Zelda Williams, daughter of late actor and comedian Robin Williams, took to Instagram Sunday to talk about grief and how she has dealt with sadness and pain.
Moonrise on the lake 🌕 I spent this night shivering and laughing under a clear, cold sky full of stars with people I love just to witness something beautiful. We mooned the moon and laughed ourselves hoarse, and I'm so incredibly grateful for every silly second. I came to a realization this year that I feel compelled to share here, for whomsoever may need it: Avoiding fear, sadness or anger is not the same thing as being happy. I live my sadness every day, but I don't resent it anymore. Instead, I do it now so that the wonderful moments of joy I do find are not in order to forget, but to inhabit and enjoy for their own sake. It's not easy. In fact, I'd say it takes much more effort to consciously do than it does to just stay sad, but with all my heart, I cannot tell you how worth it it is. And for those suffering from depression, I know how dark and endless that tunnel can feel, but if happiness seems impossible to find, please hold on to the possibility of hope, faint though it may be. Because I promise you, there're enough nights under the same yellow moon for all of us to share, no matter how or when you find your way there.

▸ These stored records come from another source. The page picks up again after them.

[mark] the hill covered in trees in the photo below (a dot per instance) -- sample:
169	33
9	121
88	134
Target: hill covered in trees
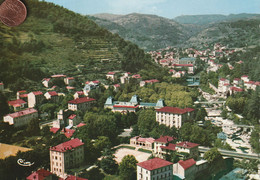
55	40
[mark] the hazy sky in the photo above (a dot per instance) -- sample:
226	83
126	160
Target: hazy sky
165	8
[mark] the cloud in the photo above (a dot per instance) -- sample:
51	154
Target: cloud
129	6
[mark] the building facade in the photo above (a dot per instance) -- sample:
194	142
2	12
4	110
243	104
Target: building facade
155	169
21	118
173	116
67	155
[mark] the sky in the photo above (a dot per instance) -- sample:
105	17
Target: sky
164	8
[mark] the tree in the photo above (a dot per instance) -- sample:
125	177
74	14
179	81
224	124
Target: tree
127	168
108	163
212	155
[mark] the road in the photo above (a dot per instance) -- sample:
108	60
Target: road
232	153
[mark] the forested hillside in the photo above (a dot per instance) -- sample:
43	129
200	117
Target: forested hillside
55	40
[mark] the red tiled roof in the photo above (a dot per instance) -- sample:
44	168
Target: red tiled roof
236	89
16	102
53	93
22	113
186	144
70	177
24	95
54	130
72	116
36	93
187	164
122	106
111	73
81	124
71	144
81	100
174	110
154	163
40	174
183	65
169	147
68	132
58	75
165	139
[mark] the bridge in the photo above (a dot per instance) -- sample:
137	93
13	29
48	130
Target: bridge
232	153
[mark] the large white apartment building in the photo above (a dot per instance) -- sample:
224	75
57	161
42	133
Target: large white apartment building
173	116
67	155
21	118
155	169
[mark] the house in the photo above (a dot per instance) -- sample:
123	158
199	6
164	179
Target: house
188	147
146	143
78	94
21	118
173	116
1	86
41	174
17	104
111	75
45	82
66	155
69	80
190	60
154	169
185	169
81	104
52	95
245	78
22	95
162	141
35	98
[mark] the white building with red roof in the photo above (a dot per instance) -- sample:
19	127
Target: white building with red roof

The Instagram post comes about a year after the death of her father, who lost his battle with depression on August 11, 2014.

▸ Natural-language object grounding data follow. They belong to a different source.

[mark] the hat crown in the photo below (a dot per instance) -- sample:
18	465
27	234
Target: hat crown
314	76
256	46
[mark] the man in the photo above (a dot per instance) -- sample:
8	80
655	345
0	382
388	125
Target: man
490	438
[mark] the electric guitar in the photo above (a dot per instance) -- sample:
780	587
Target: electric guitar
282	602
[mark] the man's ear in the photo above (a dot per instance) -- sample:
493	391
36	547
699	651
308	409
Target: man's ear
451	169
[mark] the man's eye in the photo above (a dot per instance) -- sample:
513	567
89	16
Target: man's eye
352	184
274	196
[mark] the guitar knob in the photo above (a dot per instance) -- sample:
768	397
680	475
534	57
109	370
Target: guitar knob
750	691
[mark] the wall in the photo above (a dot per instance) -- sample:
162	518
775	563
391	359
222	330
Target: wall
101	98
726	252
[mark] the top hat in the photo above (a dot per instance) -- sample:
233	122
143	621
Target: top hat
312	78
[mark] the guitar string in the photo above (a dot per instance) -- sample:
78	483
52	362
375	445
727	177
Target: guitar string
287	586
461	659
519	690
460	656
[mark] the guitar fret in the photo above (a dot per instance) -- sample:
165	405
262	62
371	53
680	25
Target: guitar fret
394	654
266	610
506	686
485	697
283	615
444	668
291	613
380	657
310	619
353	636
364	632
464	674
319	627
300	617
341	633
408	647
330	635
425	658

In the caption, Williams talks about coming to a realization this past year, one that she felt “compelled to share” with her followers. She went on to talk about her own experience grappling with sadness and grief.
“Avoiding fear, sadness, or anger is not the same thing as being happy,” Williams wrote. “I live my sadness every day, but I don’t resent it anymore.”
Williams explained that her willingness to feel pain has allowed her to fully experience happiness in her life, as well.
“The wonderful moments of joy I do find are not in order to forget, but to inhabit and enjoy for their own sake,” Williams wrote.
The 26-year-old then reached out to anyone battling mental illness, offering support and sympathy.
“And for those suffering from depression, I know how dark and endless that tunnel can feel,” Williams wrote, “but if happiness seems impossible to find, please hold on to the possibility of hope, faint though it may be.”
An outpouring of gratitude for Williams’s words came in the days following her post. Many of those who commented shared personal stories of grief, loss, or battles with mental illness.